Wild Swans are rightly one of those most treasured of groups. For ‘The Revolutionary Spirit’ of course, but also for so much more. If you are in any doubt, check the Incandescent and Magnitude collections. Peerless. Magnitude in particular has thrilled me in recent times. For some reason I had been flippantly dismissive of their Bringing Home The Ashes set of 1988. Compared to so much of what I was listening to at that time it seemed full of bluster and shiny production values. I was deaf to the beauty of the record. Such shortsighted madness. These days, I am pleased to say I play Bringing Home The Ashes and am utterly seduced. I wonder how on earth it could been different.
Of course exploring the past is all very well, but what about now? When I was still doing my Unpopular label a few years ago there was some vague talk of doing a solo Paul Simpson 7”. I wish we had pursued that idea. It would have been amazing. ‘Decomposing’ was a song we were looking at. Listening to it again this morning it still thrills and chills me in equal measures.
Thankfully others have stepped up to the plate for some Wild Swans output. Specifically the very fine people at the Occultation label, who are soon to ship a very limited edition 10” with two brand new Wild Swans recordings. Both songs of course are essential listening. ‘The Coldest Winter For A Hundred Years’ is seven and a half minutes of beauty, with Paul Simpson reading a poignant memoir of his time sharing a flat with the equally prodigiously talented Pete De Freitas. For a glimpse into the reality of living in early ‘80s Britain under Thatcher’s thumb, it’s a perfect, priceless and bittersweet Polaroid. ‘English Electric Lightning’ meanwhile is a glorious requiem for a ‘lost’ England; a list song full of such evocative references both positive and negative. In many ways it’s doing the same as Ray Davies once did in painting an image of a mediated and illusory England, and although it’s coming in an opposite tangent, it’s like some strange brethren to ‘Village Green Preservation Society’. It says all the things that Davies leaves unmentioned in his song: the Sun reporters and pools of vomit; the thousand burning Ford Sierras. I’ve been playing the song for some weeks now, and it’s already etched deep in my mind.
Of course it’s not all just about Paul Simpson. For on this new record the Wild Swans line-up is a classic one, thanks in no small part to the return of Ged Quinn. Also playing on the record are Ricky Maymi from the Brian Jonestown Massacre, Mike Mooney (Cope/Spiritualized/etc.) and drummer Steve Beswick. They do make a ravishing sound. You may of course know that Quinn is these days much better known as a painter, and he also provides the artwork for the record. I’ve yet to actually hold a copy in my clammy hands, but it looks beautiful in the photograph. And 10” is perhaps my favourite format ever.
Occultation is not just about Wild Swans, however, and a second 10” is being released at the same time by The Granite Shore.
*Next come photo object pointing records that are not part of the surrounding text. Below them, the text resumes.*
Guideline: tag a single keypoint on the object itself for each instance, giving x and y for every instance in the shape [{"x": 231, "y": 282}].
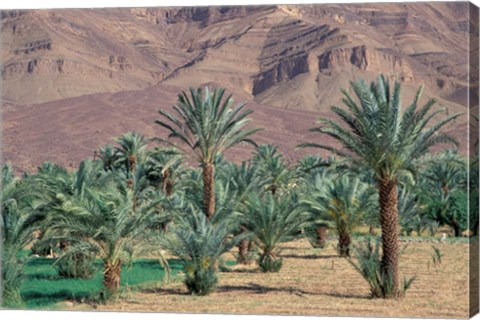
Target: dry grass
[{"x": 316, "y": 282}]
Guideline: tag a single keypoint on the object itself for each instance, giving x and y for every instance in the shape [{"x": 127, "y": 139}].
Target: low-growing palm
[
  {"x": 344, "y": 202},
  {"x": 272, "y": 170},
  {"x": 199, "y": 243},
  {"x": 445, "y": 176},
  {"x": 18, "y": 222},
  {"x": 131, "y": 150},
  {"x": 272, "y": 221},
  {"x": 375, "y": 134},
  {"x": 206, "y": 126},
  {"x": 104, "y": 222}
]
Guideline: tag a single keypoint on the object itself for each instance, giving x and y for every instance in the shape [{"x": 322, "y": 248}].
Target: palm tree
[
  {"x": 18, "y": 222},
  {"x": 272, "y": 169},
  {"x": 273, "y": 220},
  {"x": 104, "y": 222},
  {"x": 445, "y": 175},
  {"x": 131, "y": 150},
  {"x": 207, "y": 127},
  {"x": 344, "y": 202},
  {"x": 375, "y": 134},
  {"x": 164, "y": 167},
  {"x": 199, "y": 243}
]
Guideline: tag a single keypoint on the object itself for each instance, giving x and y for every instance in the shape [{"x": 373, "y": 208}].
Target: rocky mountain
[{"x": 294, "y": 57}]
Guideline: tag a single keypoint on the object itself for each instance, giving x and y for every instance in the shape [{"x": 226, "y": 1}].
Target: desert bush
[
  {"x": 369, "y": 266},
  {"x": 200, "y": 243}
]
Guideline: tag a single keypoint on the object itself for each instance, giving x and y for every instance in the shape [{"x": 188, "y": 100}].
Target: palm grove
[{"x": 139, "y": 195}]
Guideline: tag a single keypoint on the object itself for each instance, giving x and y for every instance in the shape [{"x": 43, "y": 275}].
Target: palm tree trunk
[
  {"x": 209, "y": 189},
  {"x": 167, "y": 184},
  {"x": 243, "y": 252},
  {"x": 388, "y": 197},
  {"x": 321, "y": 235},
  {"x": 111, "y": 276},
  {"x": 456, "y": 228}
]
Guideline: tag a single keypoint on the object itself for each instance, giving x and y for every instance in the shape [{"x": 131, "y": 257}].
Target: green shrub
[
  {"x": 200, "y": 243},
  {"x": 369, "y": 266},
  {"x": 270, "y": 263}
]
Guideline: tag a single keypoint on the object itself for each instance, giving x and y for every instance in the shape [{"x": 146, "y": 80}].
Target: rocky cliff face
[
  {"x": 118, "y": 66},
  {"x": 259, "y": 52},
  {"x": 365, "y": 59}
]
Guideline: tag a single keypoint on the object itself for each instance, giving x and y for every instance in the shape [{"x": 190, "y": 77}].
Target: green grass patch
[{"x": 43, "y": 287}]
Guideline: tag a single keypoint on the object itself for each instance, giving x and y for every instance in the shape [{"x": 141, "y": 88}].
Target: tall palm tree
[
  {"x": 272, "y": 221},
  {"x": 18, "y": 221},
  {"x": 105, "y": 222},
  {"x": 206, "y": 126},
  {"x": 374, "y": 133}
]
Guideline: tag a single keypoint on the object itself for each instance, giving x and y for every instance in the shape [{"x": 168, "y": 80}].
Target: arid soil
[
  {"x": 72, "y": 80},
  {"x": 317, "y": 282}
]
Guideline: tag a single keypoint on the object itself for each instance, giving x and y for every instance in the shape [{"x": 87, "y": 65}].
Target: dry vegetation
[{"x": 317, "y": 282}]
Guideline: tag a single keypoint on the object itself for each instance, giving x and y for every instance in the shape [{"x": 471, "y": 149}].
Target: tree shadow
[{"x": 348, "y": 296}]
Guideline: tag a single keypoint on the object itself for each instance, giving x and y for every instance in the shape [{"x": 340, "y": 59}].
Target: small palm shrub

Again, the cover detail is by Ged Quinn, so it looks as beautiful as it sounds. And yes, it does sound beautiful. ‘Tomorrow Morning, 3 a.m.’ is a six plus minute masterpiece that reminds me somewhat of early to mid period Gravenhurst, or of Animals That Swim at their downbeat stripped back finest. Paul Simpson once said of Wild Swans that “if we sounded like doomed romantics, that’s because we were”. There’s something of that in The Granite Shore too, although like Wild Swans, it’s a doomed romance that swells with a brittle strength and quiet pride.
And indeed, the more I listen to ‘Tomorrow Morning, 3 a.m.’ the more convinced I am by its breathtaking scope and ambition. If this, and ‘English Electric Lightning’ are not in my end of year list of ‘songs of 2009’ then you have my permission to call me an ignorant old sod with the memory of a flea.
The Wild Swans 10” is a limited edition of 900 signed copies. The Granite Shore 10” is in an edition of 700. Both are available to pre-order now at the Occultation shop. You can buy both records for twelve quid, which seems to me to be the bargain of the year. Act fast though, because they are sure to sell out very quickly indeed.
The Granite Shore 10" is absoulutely fantastic. A very good record that hasn't stopped spinning since i got hold of it. A dark and brooding sound that blows the mind. Good work chaps!